Video consultations achieve positive outcomes for postpartum women

VITAL change for mums: a feasibility study investigating tailored nutrition and exercise care delivered by video‐consultations for women 3–12 months postpartum

Vincze et al., JHND Early View unknown


A tailored approach to nutrition and physical activity advice can support women following childbirth in managing barriers (i.e. time and childcare) to making healthy lifestyle changes. The aim of the present study was to evaluate the implementation, acceptability and preliminary efficacy of a personally tailored nutrition and exercise programme for postpartum women delivered via video‐consultations by an accredited practising dietitian (APD) and accredited exercise physiologist (AEP).


In this feasibility study (VITAL change for mums), postpartum (3–12 months) women (body mass index ≥25 or >2 kg above pre‐pregnancy weight) who were seeking to achieve a healthy weight participated in a single‐arm intervention. Participants received up to five real‐time personalised video‐consultations (2 × APD, 2 × AEP, 1 × either) over the 8‐week intervention period.
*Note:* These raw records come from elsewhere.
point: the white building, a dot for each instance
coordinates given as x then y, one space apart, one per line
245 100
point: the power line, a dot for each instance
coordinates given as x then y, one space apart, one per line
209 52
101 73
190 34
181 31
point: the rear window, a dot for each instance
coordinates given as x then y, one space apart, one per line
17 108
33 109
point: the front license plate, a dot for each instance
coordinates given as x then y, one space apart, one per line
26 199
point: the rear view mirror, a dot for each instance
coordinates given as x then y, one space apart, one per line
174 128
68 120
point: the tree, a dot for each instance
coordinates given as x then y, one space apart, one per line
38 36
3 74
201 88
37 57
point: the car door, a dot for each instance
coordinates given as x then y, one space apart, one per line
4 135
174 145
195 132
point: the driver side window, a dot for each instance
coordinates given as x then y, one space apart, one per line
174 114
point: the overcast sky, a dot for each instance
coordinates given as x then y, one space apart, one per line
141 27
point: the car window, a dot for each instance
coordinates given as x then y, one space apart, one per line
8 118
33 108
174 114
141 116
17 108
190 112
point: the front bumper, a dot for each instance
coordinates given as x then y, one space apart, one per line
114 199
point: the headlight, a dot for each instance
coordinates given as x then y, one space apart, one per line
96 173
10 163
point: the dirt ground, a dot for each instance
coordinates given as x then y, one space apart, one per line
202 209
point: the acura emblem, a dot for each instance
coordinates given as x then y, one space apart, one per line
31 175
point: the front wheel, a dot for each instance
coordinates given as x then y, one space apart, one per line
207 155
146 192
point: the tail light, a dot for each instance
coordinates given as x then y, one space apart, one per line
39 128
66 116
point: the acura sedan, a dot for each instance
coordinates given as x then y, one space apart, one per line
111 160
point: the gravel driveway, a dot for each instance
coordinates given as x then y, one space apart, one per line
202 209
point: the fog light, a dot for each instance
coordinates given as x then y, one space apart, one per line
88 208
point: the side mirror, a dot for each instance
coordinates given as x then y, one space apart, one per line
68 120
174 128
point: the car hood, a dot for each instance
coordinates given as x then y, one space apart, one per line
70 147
Implementation (recruitment, retention, utilisation), acceptability (participant satisfaction) and preliminary efficacy (anthropometry, dietary intake, cardiovascular fitness, physical activity level, psychological wellbeing) were assessed.


Thirty women [mean (SD) age 31.6 (3.1) years, body mass index 29.0 (4.0) kg m−2, 100% married/de facto, 80% university level education] were recruited within 10 days and 27 completed the study. Women’s mean (SD) ratings (out of a score of 5) indicated satisfaction with the video‐consultations [4.4 (0.9)] and the online setting [4.5 (0.8)]. Women agreed that accessing an APD [4.4 (0.8)] and AEP [4.3 (0.9)] was easier using video‐consultations than attending an in‐person consultation. Statistically significant improvements in waist circumference, body composition, cardiorespiratory fitness, dietary intake and physical activity were observed from baseline to 8 weeks.


The findings of the present study suggest that a nutrition and exercise intervention delivered by qualified health professionals via video‐consultations is feasible, acceptable and achieves positive outcomes for women following childbirth.